"I was diagnosed with Type One Diabetes at the end 1997, at the age of precisely 40. I have, therefore, lived about half of my adult life with the condition. I now find it quite hard to remember what life was like without diabetes, but I can genuinely say that I have not just survived, but prospered in a life with this incurable condition.
Adrian says Type 1 diabetes is just another of life's complications
When I was diagnosed our children were 12, 10 and 7, so I was leading a busy family life at the time of diagnosis. Diabetes doesn’t stop a full, busy and happy family life. We have taken numerous holidays and days out in the UK and in mainland Europe, often involving much driving, and I think we have always done everything that a family would want to do.
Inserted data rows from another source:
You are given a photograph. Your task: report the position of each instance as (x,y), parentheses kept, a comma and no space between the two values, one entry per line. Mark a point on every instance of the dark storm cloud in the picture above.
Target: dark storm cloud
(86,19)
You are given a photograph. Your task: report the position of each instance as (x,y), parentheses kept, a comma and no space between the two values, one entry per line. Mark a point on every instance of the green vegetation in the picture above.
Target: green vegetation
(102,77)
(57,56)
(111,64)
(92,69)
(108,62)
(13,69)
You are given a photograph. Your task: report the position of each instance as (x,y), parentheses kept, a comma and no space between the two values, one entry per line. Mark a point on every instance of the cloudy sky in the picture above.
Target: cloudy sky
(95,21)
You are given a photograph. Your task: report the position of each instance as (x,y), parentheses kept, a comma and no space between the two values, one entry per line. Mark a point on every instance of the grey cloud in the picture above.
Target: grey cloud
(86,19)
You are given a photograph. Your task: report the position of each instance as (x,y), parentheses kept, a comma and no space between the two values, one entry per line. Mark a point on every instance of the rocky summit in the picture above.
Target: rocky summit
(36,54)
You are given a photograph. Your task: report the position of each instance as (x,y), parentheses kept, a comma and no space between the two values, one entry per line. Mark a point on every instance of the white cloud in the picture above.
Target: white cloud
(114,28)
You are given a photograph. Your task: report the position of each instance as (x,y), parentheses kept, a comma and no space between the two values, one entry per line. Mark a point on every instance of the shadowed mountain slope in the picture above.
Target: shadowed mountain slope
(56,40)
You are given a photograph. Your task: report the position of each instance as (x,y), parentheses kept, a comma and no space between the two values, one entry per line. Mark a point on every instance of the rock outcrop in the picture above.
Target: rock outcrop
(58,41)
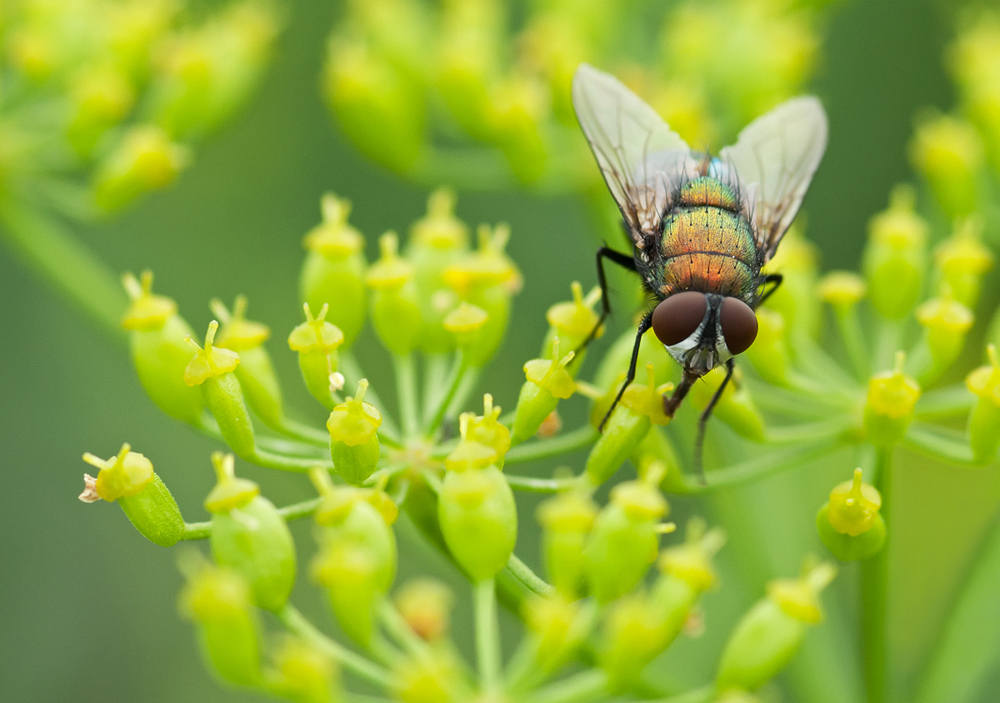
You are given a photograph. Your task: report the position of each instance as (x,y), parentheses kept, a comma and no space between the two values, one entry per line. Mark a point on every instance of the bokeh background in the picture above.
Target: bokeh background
(88,607)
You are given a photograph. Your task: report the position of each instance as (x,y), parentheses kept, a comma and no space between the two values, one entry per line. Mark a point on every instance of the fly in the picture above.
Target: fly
(701,226)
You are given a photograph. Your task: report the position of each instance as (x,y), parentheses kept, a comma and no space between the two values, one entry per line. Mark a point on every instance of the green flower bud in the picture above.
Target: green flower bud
(101,96)
(380,111)
(212,369)
(486,278)
(559,625)
(735,408)
(437,240)
(895,257)
(160,353)
(517,110)
(129,479)
(144,160)
(796,297)
(889,405)
(434,677)
(487,429)
(946,323)
(317,341)
(624,540)
(303,673)
(334,270)
(357,558)
(425,605)
(572,323)
(566,521)
(217,599)
(639,409)
(767,637)
(250,536)
(962,260)
(395,303)
(850,524)
(769,352)
(547,382)
(354,446)
(255,371)
(948,153)
(478,519)
(984,418)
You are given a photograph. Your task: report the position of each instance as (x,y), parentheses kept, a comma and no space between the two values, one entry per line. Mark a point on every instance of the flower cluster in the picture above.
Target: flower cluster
(103,99)
(466,93)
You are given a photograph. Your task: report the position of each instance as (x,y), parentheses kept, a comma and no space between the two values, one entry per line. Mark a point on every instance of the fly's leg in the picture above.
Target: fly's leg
(776,279)
(644,325)
(699,441)
(626,262)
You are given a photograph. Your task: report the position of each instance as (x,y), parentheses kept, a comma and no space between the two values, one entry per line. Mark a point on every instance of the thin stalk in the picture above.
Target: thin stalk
(874,591)
(523,573)
(366,669)
(543,448)
(48,247)
(454,380)
(529,484)
(352,374)
(854,341)
(487,635)
(406,390)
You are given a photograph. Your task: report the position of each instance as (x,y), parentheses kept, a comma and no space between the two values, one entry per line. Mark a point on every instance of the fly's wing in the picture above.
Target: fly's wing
(640,156)
(775,158)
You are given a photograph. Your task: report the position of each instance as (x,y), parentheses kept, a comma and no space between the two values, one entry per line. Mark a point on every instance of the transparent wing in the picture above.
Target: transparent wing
(640,156)
(775,158)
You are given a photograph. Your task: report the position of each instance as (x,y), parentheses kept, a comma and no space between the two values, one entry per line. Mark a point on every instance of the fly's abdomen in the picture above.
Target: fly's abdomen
(707,244)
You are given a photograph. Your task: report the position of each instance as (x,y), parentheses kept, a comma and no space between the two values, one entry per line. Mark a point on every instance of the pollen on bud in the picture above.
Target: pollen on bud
(891,398)
(949,154)
(963,260)
(895,257)
(850,524)
(425,605)
(984,418)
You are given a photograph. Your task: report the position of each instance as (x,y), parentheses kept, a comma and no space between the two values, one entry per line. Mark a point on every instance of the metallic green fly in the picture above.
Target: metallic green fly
(701,226)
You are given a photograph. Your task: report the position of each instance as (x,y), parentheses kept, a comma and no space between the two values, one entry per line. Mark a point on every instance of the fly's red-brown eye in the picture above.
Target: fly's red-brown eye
(739,325)
(676,318)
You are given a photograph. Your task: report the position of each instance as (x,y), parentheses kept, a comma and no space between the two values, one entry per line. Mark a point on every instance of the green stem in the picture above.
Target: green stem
(454,380)
(588,685)
(529,484)
(854,341)
(874,590)
(544,448)
(297,623)
(523,573)
(760,467)
(406,390)
(48,247)
(352,374)
(487,636)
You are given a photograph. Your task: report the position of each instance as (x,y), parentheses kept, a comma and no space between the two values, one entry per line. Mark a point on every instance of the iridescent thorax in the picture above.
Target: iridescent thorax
(707,243)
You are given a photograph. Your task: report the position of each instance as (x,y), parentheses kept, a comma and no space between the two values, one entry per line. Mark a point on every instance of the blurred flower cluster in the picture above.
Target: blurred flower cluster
(477,92)
(101,99)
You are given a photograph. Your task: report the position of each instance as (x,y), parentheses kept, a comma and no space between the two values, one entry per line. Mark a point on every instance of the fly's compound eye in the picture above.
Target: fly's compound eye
(739,325)
(677,318)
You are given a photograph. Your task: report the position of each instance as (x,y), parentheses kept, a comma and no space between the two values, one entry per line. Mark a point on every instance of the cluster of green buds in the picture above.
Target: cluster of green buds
(125,87)
(440,310)
(400,76)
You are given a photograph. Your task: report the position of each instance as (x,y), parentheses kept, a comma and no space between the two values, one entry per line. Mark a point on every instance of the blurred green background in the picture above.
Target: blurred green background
(88,607)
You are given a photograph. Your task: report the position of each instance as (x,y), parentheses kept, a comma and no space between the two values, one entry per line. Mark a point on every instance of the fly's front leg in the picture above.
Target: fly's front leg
(699,441)
(626,262)
(644,325)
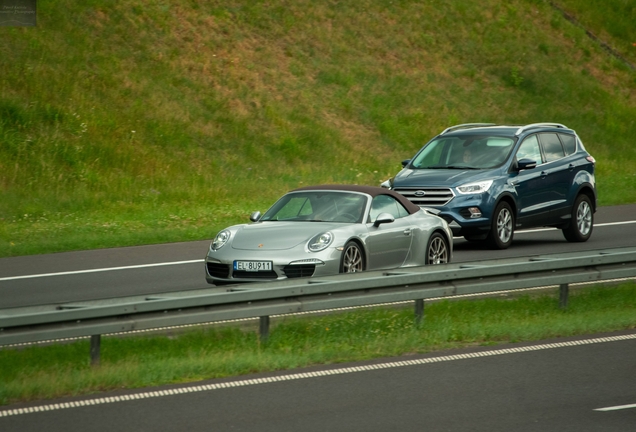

So here’s my message for any newly-diagnosed Type Ones. It’s a shock when it happens. Diagnosis with diabetes can seem very negative, with lots of “don’ts” and “can’ts” and to be fair, medical people have to make sure you keep yourself well and don’t do anything to make things worse.
So how about a dozen positives:
- It won’t kill you.
- It won’t even make you feel ill much of the time.
- It won’t stop you doing anything.
- You can eat whatever you want.
- You can refuse food you don’t want and blame diabetes – nobody will dare argue.
- You’ll get free prescriptions for life.
- You’ll get regular health checks for life.
- You get some really cool techie stuff: pumps, meters etc.
- You can eat sweets and claim it’s a medical necessity. (it sometimes is)
- You can get out of a boring meeting by claiming your blood sugar is low/high.
- You will meet the most awesome people, your fellow diabetics.
I have lived and thrived with diabetes for almost 19 years. Diabetes caused a few weeks of adjustment, with some anxiety – more on the part of my family and friends than me, if the truth be told. But very soon after diagnosis, I resumed the busy and active life that I had always led, and I’ve just carried on that way.
Managing my condition is just a small part of personal care, no different from washing, shaving, going to the loo, getting dressed etc. It fits around what I do just like those other life’s essentials do. I’m not perfect at it, but I manage pretty well. I am hoping to be offered aDAFNE courseat some time, as I still have much to learn about the effect of different foods on blood glucose levels, but apart from that I rely largely on knowledge and support from my fellow Type Ones.
Diabetes doesn’t make your life any worse than it was before. It just adds a complication, like so many other complications that life throws at you at various stages.
So my advice for anyone diagnosed with diabetes: find someone else out there who knows what it’s all about and connect with them. A problem shared is a problem halved? Well, as far as I’m concerned, a “problem” shared stops being a problem and becomes a source of friendship, support, fun and much laughter."